When the NIHR called for research that would help NHS organisations provide more compassionate care following the Francis inquiry into Mid Staffs, I was really interested. I wanted to develop ideas about how health care organisations can provide the right conditions for staff to be able to deliver compassionate care.  Together with colleagues, I developed an intervention focused on setting up and supporting practices at nursing ward team level that, when adopted as routine by teams, may create those conditions. We called the programme CLECC (Creating Learning Environments for Compassionate Care).

CLECC focuses on creating a work environment for teams in which learning and development for all staff is valued, as is teamwork, dialogue, mutual support, innovation, shared goals, continuous improvement, and where all staff are recognised to make a contribution.  We planned that by building relationships and creating an environment of this kind at ward team level, team members would be better able to deliver compassionate care.

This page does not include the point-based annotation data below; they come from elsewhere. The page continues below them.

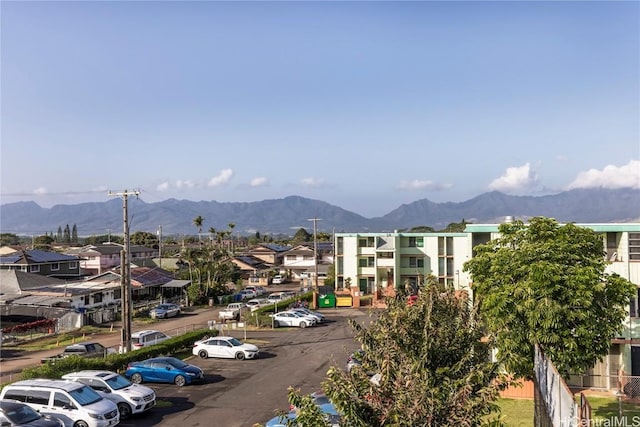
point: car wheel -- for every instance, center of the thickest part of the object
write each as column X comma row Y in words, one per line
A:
column 179, row 380
column 125, row 410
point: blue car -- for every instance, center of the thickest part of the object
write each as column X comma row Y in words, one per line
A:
column 164, row 370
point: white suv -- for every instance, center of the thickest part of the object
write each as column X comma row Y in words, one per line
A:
column 130, row 398
column 146, row 338
column 73, row 403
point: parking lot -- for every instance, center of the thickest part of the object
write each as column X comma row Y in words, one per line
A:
column 242, row 393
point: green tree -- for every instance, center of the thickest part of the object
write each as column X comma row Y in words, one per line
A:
column 431, row 368
column 144, row 238
column 301, row 236
column 198, row 221
column 545, row 284
column 7, row 239
column 42, row 242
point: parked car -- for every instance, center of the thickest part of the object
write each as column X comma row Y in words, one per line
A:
column 129, row 398
column 259, row 290
column 278, row 280
column 163, row 311
column 146, row 338
column 164, row 370
column 18, row 414
column 232, row 311
column 291, row 318
column 73, row 403
column 319, row 317
column 256, row 303
column 247, row 294
column 226, row 348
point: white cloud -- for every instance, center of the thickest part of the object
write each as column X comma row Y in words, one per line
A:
column 222, row 178
column 312, row 182
column 627, row 176
column 260, row 181
column 515, row 179
column 421, row 184
column 180, row 184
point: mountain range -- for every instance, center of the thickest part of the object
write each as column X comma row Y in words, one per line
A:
column 289, row 214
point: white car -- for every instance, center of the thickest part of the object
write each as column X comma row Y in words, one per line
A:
column 319, row 317
column 163, row 311
column 291, row 318
column 248, row 294
column 146, row 338
column 226, row 348
column 257, row 303
column 130, row 398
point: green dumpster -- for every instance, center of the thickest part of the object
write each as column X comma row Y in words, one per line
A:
column 327, row 301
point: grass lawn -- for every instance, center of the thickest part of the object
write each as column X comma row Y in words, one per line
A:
column 516, row 412
column 604, row 411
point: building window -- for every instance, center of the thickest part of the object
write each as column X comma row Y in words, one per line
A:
column 366, row 242
column 634, row 246
column 366, row 262
column 415, row 262
column 416, row 242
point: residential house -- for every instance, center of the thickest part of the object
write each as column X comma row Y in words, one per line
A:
column 44, row 263
column 299, row 262
column 270, row 253
column 97, row 259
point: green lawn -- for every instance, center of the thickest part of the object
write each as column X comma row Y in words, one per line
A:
column 604, row 411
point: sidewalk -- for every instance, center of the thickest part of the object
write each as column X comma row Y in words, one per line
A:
column 10, row 367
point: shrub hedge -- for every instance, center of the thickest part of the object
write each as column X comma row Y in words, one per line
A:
column 115, row 362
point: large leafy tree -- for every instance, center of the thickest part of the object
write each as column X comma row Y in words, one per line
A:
column 144, row 238
column 431, row 366
column 545, row 283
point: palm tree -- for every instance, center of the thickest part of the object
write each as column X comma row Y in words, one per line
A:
column 197, row 221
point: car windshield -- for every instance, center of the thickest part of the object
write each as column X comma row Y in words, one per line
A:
column 235, row 342
column 85, row 396
column 22, row 415
column 176, row 363
column 118, row 382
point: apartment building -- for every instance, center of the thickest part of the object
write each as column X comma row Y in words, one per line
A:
column 375, row 262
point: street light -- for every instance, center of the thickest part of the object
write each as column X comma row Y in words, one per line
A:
column 315, row 261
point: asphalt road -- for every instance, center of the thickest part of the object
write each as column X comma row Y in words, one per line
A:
column 242, row 393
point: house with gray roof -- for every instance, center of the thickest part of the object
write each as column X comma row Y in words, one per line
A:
column 44, row 263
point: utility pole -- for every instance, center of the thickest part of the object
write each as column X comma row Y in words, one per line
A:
column 160, row 246
column 315, row 261
column 125, row 271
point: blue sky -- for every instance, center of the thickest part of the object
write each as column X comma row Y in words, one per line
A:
column 364, row 105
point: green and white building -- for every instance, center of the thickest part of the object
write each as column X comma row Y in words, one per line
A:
column 373, row 262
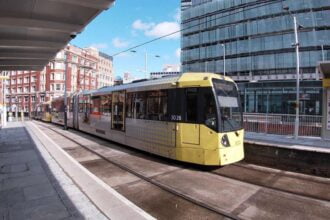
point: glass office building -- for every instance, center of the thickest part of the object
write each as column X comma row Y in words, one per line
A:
column 251, row 41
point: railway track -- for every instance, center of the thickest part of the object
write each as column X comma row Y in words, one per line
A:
column 269, row 183
column 264, row 179
column 150, row 180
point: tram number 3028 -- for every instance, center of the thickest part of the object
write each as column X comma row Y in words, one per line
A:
column 176, row 118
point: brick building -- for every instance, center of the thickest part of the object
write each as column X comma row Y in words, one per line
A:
column 86, row 69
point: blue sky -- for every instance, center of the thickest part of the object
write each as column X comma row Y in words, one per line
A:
column 129, row 23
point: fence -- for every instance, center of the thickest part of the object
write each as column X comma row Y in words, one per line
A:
column 309, row 125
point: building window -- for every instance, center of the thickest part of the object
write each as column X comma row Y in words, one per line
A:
column 33, row 79
column 58, row 87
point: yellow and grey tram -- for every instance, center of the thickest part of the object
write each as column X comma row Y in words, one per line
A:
column 194, row 117
column 43, row 112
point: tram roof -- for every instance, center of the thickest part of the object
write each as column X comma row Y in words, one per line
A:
column 138, row 86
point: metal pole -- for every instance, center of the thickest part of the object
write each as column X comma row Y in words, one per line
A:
column 267, row 111
column 4, row 103
column 16, row 109
column 224, row 59
column 296, row 125
column 65, row 95
column 146, row 64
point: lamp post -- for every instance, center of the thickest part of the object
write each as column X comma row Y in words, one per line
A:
column 224, row 59
column 3, row 78
column 296, row 45
column 323, row 57
column 65, row 91
column 145, row 61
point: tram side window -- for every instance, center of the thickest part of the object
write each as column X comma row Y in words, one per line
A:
column 87, row 104
column 140, row 101
column 95, row 102
column 157, row 105
column 106, row 105
column 209, row 110
column 191, row 104
column 81, row 104
column 129, row 104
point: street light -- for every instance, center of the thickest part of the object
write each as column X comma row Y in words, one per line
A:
column 296, row 45
column 322, row 47
column 224, row 59
column 3, row 78
column 145, row 61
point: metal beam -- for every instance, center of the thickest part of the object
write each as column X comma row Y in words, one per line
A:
column 13, row 68
column 95, row 4
column 19, row 44
column 23, row 62
column 27, row 23
column 24, row 55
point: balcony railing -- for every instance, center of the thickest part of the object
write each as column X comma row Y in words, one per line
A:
column 282, row 124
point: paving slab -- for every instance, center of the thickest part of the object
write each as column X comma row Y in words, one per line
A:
column 112, row 204
column 32, row 184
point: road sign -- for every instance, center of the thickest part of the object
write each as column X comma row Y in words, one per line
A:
column 328, row 109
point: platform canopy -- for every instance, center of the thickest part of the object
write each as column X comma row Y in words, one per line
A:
column 32, row 32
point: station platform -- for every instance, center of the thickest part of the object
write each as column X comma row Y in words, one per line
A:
column 34, row 186
column 308, row 155
column 303, row 143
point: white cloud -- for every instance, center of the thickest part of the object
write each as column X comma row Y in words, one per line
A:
column 100, row 46
column 118, row 43
column 158, row 30
column 177, row 16
column 164, row 28
column 178, row 53
column 140, row 25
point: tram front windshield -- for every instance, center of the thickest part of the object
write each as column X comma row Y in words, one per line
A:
column 229, row 110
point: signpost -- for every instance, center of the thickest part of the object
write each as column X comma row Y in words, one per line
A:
column 328, row 109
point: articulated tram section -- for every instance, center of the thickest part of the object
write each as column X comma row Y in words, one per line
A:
column 247, row 139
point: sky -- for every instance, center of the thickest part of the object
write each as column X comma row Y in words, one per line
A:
column 132, row 22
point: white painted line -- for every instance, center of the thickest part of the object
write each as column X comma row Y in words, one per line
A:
column 110, row 202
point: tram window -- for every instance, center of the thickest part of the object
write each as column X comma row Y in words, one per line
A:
column 157, row 105
column 96, row 104
column 129, row 105
column 191, row 104
column 106, row 105
column 209, row 110
column 140, row 101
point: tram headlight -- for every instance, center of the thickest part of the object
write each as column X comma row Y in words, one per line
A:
column 225, row 141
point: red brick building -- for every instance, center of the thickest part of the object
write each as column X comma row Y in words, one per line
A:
column 26, row 89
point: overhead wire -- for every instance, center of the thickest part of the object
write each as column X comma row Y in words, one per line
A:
column 265, row 3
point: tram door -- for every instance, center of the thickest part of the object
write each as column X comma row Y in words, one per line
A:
column 75, row 111
column 190, row 131
column 118, row 111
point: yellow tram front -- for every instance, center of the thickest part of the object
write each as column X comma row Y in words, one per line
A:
column 212, row 133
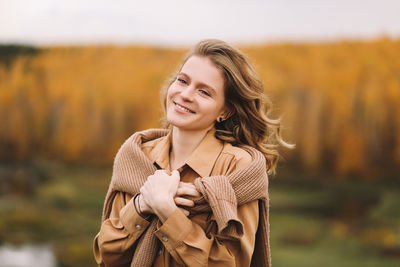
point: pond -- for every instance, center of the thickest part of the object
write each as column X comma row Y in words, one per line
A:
column 27, row 255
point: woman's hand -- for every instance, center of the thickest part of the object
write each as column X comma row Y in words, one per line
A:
column 185, row 190
column 158, row 194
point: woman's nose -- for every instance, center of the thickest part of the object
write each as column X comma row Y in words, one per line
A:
column 188, row 93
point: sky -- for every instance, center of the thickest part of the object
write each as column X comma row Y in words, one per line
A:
column 184, row 22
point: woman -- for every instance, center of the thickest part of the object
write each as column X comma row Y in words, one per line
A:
column 196, row 193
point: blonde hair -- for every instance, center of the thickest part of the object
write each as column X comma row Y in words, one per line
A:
column 244, row 97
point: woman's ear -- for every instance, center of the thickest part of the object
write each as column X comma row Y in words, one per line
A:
column 226, row 114
column 229, row 112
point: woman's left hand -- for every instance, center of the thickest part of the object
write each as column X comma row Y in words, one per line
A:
column 185, row 190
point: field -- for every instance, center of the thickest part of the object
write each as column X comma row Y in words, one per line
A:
column 314, row 222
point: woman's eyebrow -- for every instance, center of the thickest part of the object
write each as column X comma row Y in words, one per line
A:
column 200, row 83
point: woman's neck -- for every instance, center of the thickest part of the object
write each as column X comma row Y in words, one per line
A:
column 183, row 143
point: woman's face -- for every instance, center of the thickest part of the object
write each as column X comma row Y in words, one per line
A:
column 196, row 98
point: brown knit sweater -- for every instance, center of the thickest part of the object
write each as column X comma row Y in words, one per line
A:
column 220, row 194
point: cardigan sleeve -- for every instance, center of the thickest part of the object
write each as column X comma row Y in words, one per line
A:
column 190, row 245
column 113, row 245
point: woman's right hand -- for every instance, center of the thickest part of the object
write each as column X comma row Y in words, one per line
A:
column 158, row 193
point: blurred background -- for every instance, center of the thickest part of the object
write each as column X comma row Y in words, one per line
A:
column 79, row 77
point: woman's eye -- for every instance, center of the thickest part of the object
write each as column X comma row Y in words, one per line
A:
column 204, row 92
column 182, row 81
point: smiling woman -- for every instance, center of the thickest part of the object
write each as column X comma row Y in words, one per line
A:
column 196, row 193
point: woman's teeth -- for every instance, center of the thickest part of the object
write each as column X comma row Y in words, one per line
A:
column 184, row 109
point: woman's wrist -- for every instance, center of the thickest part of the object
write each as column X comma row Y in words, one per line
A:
column 165, row 210
column 140, row 207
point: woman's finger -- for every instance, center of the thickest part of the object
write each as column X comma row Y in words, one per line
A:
column 183, row 202
column 187, row 213
column 187, row 191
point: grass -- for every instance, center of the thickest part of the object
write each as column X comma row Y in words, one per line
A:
column 313, row 223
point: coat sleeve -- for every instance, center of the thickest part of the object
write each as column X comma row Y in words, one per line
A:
column 189, row 244
column 114, row 244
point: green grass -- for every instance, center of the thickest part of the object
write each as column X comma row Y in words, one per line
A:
column 313, row 223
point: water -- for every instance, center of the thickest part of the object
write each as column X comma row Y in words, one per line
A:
column 27, row 256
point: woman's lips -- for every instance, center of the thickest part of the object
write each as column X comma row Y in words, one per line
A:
column 183, row 108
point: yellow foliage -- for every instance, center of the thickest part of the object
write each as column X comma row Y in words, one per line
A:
column 79, row 103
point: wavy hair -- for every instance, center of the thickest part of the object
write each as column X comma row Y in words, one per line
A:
column 244, row 97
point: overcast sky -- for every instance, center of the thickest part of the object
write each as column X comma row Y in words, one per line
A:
column 184, row 22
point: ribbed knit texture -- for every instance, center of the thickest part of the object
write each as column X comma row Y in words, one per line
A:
column 220, row 194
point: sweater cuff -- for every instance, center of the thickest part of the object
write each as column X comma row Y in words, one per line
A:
column 174, row 230
column 131, row 219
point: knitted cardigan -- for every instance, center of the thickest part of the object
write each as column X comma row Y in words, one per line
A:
column 220, row 195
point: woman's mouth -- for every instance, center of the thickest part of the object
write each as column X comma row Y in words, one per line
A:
column 185, row 109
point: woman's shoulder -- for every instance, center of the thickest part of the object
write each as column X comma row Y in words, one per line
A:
column 237, row 156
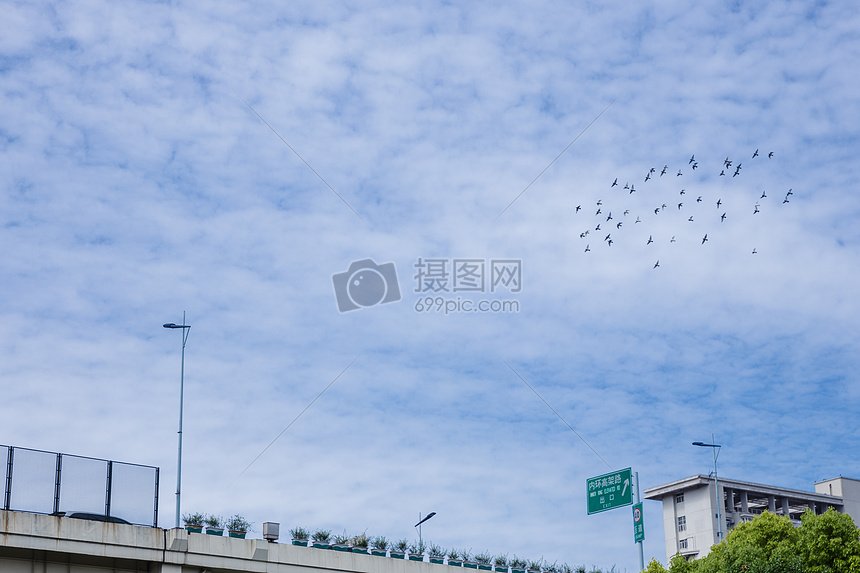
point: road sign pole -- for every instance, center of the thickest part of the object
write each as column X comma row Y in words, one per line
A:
column 641, row 520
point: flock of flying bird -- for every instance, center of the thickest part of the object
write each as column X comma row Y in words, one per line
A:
column 604, row 223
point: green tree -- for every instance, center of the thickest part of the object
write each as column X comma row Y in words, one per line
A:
column 829, row 543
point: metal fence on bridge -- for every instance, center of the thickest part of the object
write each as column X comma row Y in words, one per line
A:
column 48, row 482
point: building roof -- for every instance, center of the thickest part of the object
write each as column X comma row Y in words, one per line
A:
column 659, row 492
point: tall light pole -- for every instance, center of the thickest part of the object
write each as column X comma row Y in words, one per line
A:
column 418, row 525
column 186, row 328
column 716, row 449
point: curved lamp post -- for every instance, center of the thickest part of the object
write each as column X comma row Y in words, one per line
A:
column 716, row 448
column 186, row 328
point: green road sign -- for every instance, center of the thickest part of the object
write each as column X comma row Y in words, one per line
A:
column 638, row 523
column 609, row 491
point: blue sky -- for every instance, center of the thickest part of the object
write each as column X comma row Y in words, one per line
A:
column 138, row 184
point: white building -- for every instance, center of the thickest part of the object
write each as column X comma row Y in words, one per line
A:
column 691, row 514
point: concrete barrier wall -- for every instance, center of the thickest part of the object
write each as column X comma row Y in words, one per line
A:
column 32, row 542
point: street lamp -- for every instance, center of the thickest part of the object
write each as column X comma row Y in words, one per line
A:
column 186, row 328
column 715, row 448
column 418, row 525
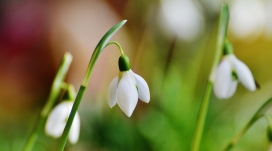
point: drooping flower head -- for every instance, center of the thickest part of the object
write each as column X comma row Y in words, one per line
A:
column 57, row 120
column 229, row 72
column 127, row 87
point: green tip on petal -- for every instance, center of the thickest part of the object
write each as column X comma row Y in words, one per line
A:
column 123, row 63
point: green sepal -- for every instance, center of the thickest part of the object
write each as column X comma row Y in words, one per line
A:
column 123, row 63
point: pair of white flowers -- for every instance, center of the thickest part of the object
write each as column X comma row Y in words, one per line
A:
column 125, row 89
column 229, row 72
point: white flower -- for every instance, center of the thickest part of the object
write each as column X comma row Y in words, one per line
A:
column 125, row 90
column 57, row 120
column 228, row 73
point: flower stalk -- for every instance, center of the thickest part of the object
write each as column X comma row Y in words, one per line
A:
column 54, row 93
column 100, row 46
column 222, row 32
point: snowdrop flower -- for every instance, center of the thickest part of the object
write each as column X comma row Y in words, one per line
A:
column 228, row 73
column 127, row 87
column 57, row 119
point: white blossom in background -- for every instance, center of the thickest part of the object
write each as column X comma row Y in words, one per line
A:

The NIHR funded us to evaluate the feasibility of putting our ideas into practice and to lay the groundwork for a future evaluations of effectiveness and cost-effectiveness. The study findings were featured in last year’s Themed Review on older people living with frailty in hospitals and we have just published the final study report.

So what did we learn about the organisational conditions that support compassionate care?  In such teams/organisations:

  • Attention is paid to staff-to-staff relationships: staff also need people to “see who I am”, “connect with me”, “involve me”
  • Staff are empowered to speak out, and to innovate
  • Expertise is seen as distributed
  • Work teams are supported to meet and learn together
  • Leaders send signals – through what they say and how they act, about the value of relational practice.
  • The workforce has skills, knowledge and time to engage in relational practice.

If you already work somewhere like this, then value it, talk about it and talk about the support needed to keep it going.  If your workplace could be closer to this type of environment, maybe it is time to think about the first step that you could take towards creating these conditions for yourself and your colleagues.